Here is what I purchased recently:
- Born Bad: Original Sin and the Making of the Western World by James Boyce
You know how sometimes you read a book at just the right time? Last year, I suddenly got the urge to reread Augustine’s Confessions. Since finishing it, not a day has gone by that I do not think about Augustine’s meditations on human nature. If you have not read Peter Brown’s biography of Augustine of Hippo you are missing out on one of the best biographies in the past 50 years.
Original Sin is hard to square with evolutionary biology, and it’s not really in the Bible (at least not explicitly). Augustine had a poorly translated Latin edition of the New Testament. He projected his own sexual struggles and a particular interpretation of Romans 5:12 onto the second Creation story. Eastern Christians do not believe that humans are born with the guilt of the sin of Adam. They do believe, however, that humans suffer the consequences of his sin. Despite the rejection of the doctrine today, Original Sin makes claims about humanity that still ring true for Western Christians…and atheists. James Boyce’s book traces the influence of Original Sin on the West. Half of the book deals with the influence of the doctrine on Deistic and Atheistic scientists. While most Christians no longer fear for the salvation of unbaptized babies tainted by the sin of Adam, the militant atheist Richard Dawkins has written a book called The Selfish Gene. Evolutionary biology has demonstrated that at least a part of our identity is determined by our genetics. Social and political theorists talk about structural sins. Perhaps, original sin, despite its mythical content, is more true than many of us would like to admit.

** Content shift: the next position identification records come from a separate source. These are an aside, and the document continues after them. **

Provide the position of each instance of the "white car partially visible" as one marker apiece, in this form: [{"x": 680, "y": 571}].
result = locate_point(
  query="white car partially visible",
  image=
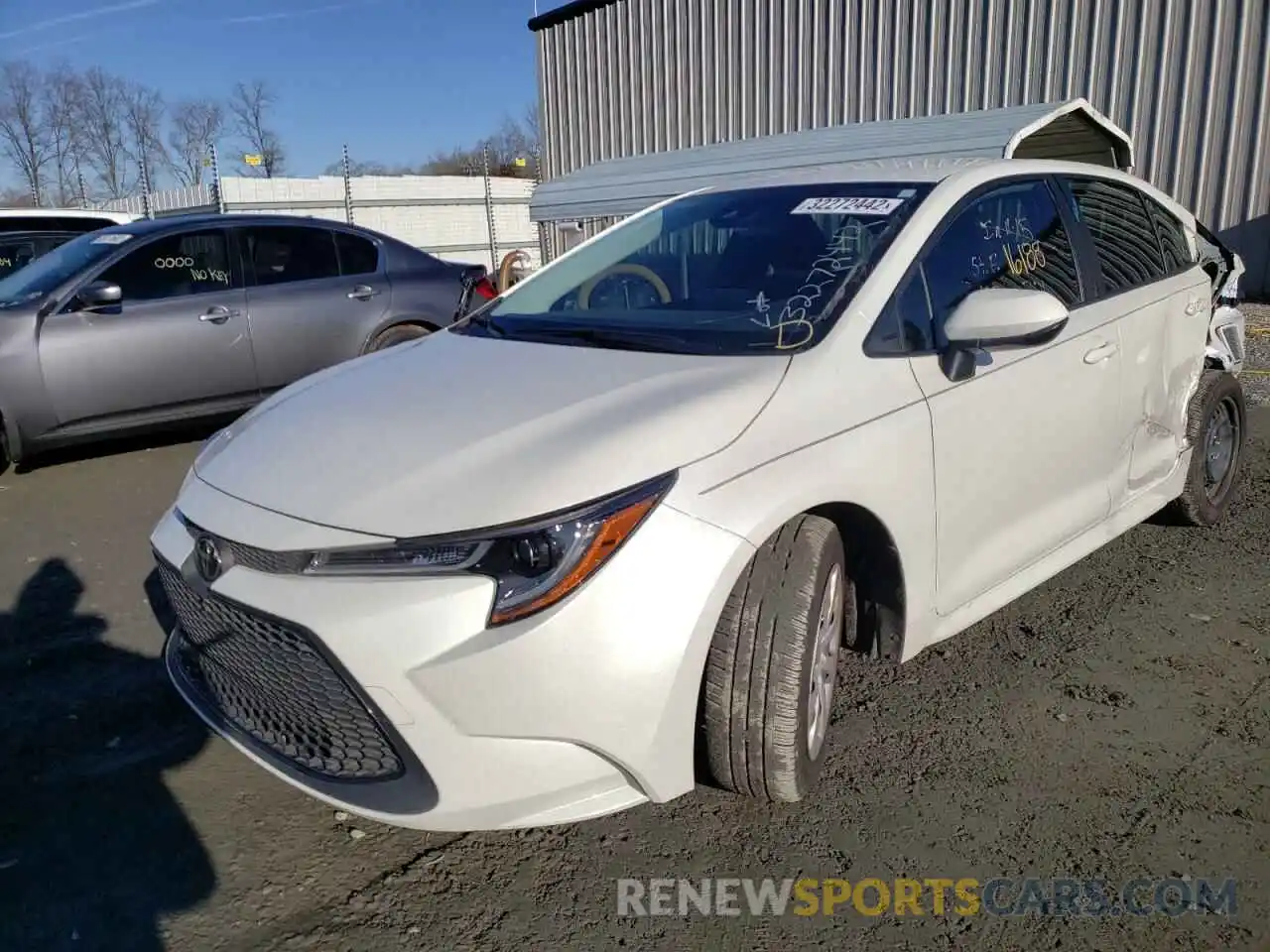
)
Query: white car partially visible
[{"x": 516, "y": 574}]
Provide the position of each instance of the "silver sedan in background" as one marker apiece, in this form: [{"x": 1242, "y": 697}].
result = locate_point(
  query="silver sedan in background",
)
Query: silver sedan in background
[{"x": 160, "y": 322}]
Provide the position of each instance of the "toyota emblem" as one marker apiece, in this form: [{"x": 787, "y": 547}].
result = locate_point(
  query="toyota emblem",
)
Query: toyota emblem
[{"x": 207, "y": 557}]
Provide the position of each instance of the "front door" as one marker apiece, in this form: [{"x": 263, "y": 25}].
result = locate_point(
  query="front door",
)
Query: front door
[
  {"x": 178, "y": 340},
  {"x": 1025, "y": 448}
]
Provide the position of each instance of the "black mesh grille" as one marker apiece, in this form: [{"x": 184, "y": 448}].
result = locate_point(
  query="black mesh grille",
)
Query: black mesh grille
[
  {"x": 261, "y": 560},
  {"x": 267, "y": 679},
  {"x": 266, "y": 561}
]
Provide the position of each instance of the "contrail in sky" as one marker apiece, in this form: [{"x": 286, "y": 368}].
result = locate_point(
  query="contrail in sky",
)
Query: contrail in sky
[{"x": 76, "y": 17}]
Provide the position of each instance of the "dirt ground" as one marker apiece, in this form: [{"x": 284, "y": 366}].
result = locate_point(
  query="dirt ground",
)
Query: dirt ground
[
  {"x": 1114, "y": 724},
  {"x": 1256, "y": 380}
]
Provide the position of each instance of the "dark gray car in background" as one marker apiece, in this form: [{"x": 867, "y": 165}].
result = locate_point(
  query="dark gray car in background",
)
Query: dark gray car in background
[{"x": 159, "y": 322}]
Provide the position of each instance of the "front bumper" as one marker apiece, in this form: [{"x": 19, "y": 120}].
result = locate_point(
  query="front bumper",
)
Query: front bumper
[{"x": 390, "y": 697}]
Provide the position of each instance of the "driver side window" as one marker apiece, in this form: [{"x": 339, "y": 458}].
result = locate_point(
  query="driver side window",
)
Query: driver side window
[
  {"x": 1008, "y": 238},
  {"x": 176, "y": 266}
]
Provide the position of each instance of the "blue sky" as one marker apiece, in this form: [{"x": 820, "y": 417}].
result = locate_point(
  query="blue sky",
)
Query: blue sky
[{"x": 397, "y": 79}]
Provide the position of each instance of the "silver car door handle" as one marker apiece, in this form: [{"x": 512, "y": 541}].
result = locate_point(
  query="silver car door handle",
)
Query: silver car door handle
[
  {"x": 217, "y": 315},
  {"x": 1100, "y": 353}
]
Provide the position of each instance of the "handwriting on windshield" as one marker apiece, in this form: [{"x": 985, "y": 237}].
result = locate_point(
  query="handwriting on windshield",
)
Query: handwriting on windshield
[{"x": 794, "y": 325}]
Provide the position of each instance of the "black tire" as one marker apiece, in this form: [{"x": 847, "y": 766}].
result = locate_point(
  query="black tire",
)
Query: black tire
[
  {"x": 399, "y": 334},
  {"x": 758, "y": 671},
  {"x": 1205, "y": 500}
]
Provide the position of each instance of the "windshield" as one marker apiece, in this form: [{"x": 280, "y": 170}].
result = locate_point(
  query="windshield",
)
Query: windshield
[
  {"x": 48, "y": 272},
  {"x": 746, "y": 272}
]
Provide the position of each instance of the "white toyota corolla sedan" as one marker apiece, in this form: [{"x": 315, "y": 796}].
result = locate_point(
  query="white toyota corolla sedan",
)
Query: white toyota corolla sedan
[{"x": 633, "y": 511}]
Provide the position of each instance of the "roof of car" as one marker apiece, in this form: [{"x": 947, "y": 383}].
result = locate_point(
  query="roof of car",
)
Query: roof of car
[
  {"x": 175, "y": 222},
  {"x": 118, "y": 217}
]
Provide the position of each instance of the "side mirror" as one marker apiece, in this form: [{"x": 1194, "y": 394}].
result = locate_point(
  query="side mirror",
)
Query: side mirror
[
  {"x": 99, "y": 294},
  {"x": 996, "y": 317}
]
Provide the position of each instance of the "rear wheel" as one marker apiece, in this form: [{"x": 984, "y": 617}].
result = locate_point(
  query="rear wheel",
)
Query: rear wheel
[
  {"x": 400, "y": 334},
  {"x": 1216, "y": 429},
  {"x": 772, "y": 665}
]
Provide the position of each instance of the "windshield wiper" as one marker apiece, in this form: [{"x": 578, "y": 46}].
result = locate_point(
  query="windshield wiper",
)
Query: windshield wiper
[
  {"x": 616, "y": 338},
  {"x": 485, "y": 322}
]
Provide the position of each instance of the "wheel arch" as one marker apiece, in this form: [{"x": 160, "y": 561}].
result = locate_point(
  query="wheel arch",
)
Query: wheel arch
[
  {"x": 399, "y": 321},
  {"x": 875, "y": 566}
]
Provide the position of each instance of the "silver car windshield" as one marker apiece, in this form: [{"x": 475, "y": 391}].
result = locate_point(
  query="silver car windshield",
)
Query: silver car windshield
[
  {"x": 46, "y": 273},
  {"x": 754, "y": 271}
]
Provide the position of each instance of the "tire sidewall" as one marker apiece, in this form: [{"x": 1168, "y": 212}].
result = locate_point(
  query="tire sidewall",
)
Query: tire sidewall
[{"x": 1224, "y": 386}]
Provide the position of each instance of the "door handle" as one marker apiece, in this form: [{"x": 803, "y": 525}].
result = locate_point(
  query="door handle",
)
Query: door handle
[
  {"x": 217, "y": 315},
  {"x": 1100, "y": 353}
]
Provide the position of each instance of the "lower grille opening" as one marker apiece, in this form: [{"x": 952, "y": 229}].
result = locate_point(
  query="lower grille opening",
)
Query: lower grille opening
[{"x": 267, "y": 679}]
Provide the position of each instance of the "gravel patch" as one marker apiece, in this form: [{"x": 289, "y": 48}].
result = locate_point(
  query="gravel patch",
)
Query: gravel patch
[{"x": 1256, "y": 363}]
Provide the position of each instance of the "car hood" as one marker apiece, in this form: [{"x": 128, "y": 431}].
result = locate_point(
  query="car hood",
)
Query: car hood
[{"x": 457, "y": 431}]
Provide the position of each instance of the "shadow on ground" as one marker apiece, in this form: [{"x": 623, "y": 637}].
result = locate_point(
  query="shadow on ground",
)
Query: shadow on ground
[{"x": 93, "y": 846}]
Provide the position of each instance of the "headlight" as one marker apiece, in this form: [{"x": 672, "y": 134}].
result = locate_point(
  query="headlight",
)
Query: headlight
[{"x": 534, "y": 563}]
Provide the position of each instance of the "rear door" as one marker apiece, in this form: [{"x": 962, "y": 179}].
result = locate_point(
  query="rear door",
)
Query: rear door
[
  {"x": 313, "y": 298},
  {"x": 1148, "y": 273},
  {"x": 177, "y": 341}
]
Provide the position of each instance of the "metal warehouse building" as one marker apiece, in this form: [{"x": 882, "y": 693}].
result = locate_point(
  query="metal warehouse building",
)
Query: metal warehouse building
[{"x": 1189, "y": 80}]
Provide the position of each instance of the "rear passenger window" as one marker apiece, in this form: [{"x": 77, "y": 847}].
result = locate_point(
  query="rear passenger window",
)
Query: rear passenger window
[
  {"x": 1008, "y": 238},
  {"x": 357, "y": 255},
  {"x": 282, "y": 254},
  {"x": 14, "y": 255},
  {"x": 1124, "y": 238},
  {"x": 1173, "y": 238}
]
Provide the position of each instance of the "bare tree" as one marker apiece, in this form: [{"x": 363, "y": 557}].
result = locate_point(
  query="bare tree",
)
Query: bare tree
[
  {"x": 194, "y": 126},
  {"x": 16, "y": 198},
  {"x": 103, "y": 123},
  {"x": 23, "y": 130},
  {"x": 143, "y": 121},
  {"x": 249, "y": 107},
  {"x": 63, "y": 94},
  {"x": 512, "y": 151}
]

Do humans have freedom? Why did Martin Luther find predestination comforting? Did the Enlightenment really overthrow Augustinian original sin? What causes us to commit evil acts? All of these questions and more are explored in this brief book of historical theology written for a popular audience.
I have a lot of respect for Augustine and his theology. His teachings, however pessimistic, have helped me deal with struggles in my personal life (spiritual and psychological). I have very high expectations for this book.
- Finding Darwin’s God: A Scientist’s Search for Common Ground Between God and Evolution by Kenneth Miller
Kenneth Miller is a cell biologist at Brown University, an ardent defender of evolution, and a Roman Catholic. I enjoyed his four-part interview with The Jesuit Post’s Fr. Quang Tran, S.J. on YouTube, so I decided to purchase his book on the intersection of biology and theism.